Lathrop Gay, my first true fencing instructor, taught in the Phoenix YMCA. I assume he studied under the Italian instructor Joseph Vince, a former Olympic silver medalist in saber who had moved to Los Angeles. Lathrop excelled in all three weapons and was ranked tenth in the US in epee. I attribute the majority of my epee expertise to the techniques he knew and taught me.
Lathrop was a skilled artist by trade, and he produced some excellent works of art, which have become quite valuable and collectible. He had a huge stature and was muscular. Many fencers in Southern California knew him, including notable ladies’ champions Maxine Mitchell and Janice Lee Romary. He was brave, like Frenchy Bible. This bravery was motivating, and it really aided me in gaining confidence in my fencing abilities and tactics. He and Frenchy performed the swordplay at the Phoenix Little Theater since they were involved with the arts. In one act, Frenchy went too far and struck Lathrop in the head with a wooden sword, causing real blood to stream over the stage. It doesn’t get much better than that in terms of acting! I quickly became a competitive fencer under Lathrop’s coaching and began to win gold medals in tournaments. I earned the bronze medal at the Southwest Regional Championships after less than three years of instruction, which is a testament to Lathrop’s teaching ability. Having a great fencing master is a major advantage, and I will always be grateful to Lathrop for providing me with the information and training I needed to become a competent fencer.
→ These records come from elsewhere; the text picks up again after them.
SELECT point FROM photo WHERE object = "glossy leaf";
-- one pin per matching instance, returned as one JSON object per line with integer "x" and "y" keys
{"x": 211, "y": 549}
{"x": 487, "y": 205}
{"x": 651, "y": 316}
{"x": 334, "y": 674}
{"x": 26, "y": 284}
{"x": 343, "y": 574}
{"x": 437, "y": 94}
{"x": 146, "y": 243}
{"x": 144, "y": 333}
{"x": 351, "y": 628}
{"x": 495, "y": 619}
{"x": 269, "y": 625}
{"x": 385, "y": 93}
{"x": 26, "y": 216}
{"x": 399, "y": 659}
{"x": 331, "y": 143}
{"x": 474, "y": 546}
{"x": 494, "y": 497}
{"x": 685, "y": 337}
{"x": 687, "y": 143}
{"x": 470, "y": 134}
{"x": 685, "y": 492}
Here’s how I got interested in the “duels” at the Phoenix Fencing Club:
The pointe d’arret is a circular tip that was added to the tip of the blade in an era before electrical weaponry. It has three points and is attached to the blade using durable thread that is threaded through the crevices between the points and back around the weapon’s flat tips. Until they were filed, the three points were never extremely sharp. Frenchy and Lathrop pulled off their fencing jackets and fenced bare breast epee with the sharp tips on their blades the first time I saw a battle. Both fencers were very cautious in their assaults and kept a respectable distance (a very good practice). Eventually, a blow was delivered to Frenchy’s arm, and blood poured from the cut. Someone brought a cloth, which they wrapped around the wound. This was the first time I’d ever seen a true duel. This dueling sport, in which the flow of blood represented a touch, became rather popular in the club. So much so that these matches had to be relocated to the handball court, where the door could be sealed from the inside to maintain privacy. I got into a fight with other club members, including Lathrop, and had a little puncture on the underside of my hand. I wanted to continue the fight, but Lathrop warned that when blood flows, the fight is over. On one instance, I hit Lathrop under the arm, causing a lengthy cut that required seven stitches to repair. My one major defeat came from Frenchy as I bent my arm and he answered with a swift thrust. When he hit my arm, it ripped a small hole in the crick of my elbow, allowing a small stream of blood to escape (it felt like a hot poker stuck me). It didn’t require stitches, but it did take some time to heal. In retrospect, these duels appear to have been pretty risky, and they are now outlawed. We were lucky not to be kicked out of the YMCA, but we were never caught. Despite this, it gave me a true sense of what the sport is all about.
I’ve lost touch with Lathrop, but I still admire him and wish him well, wherever he may be.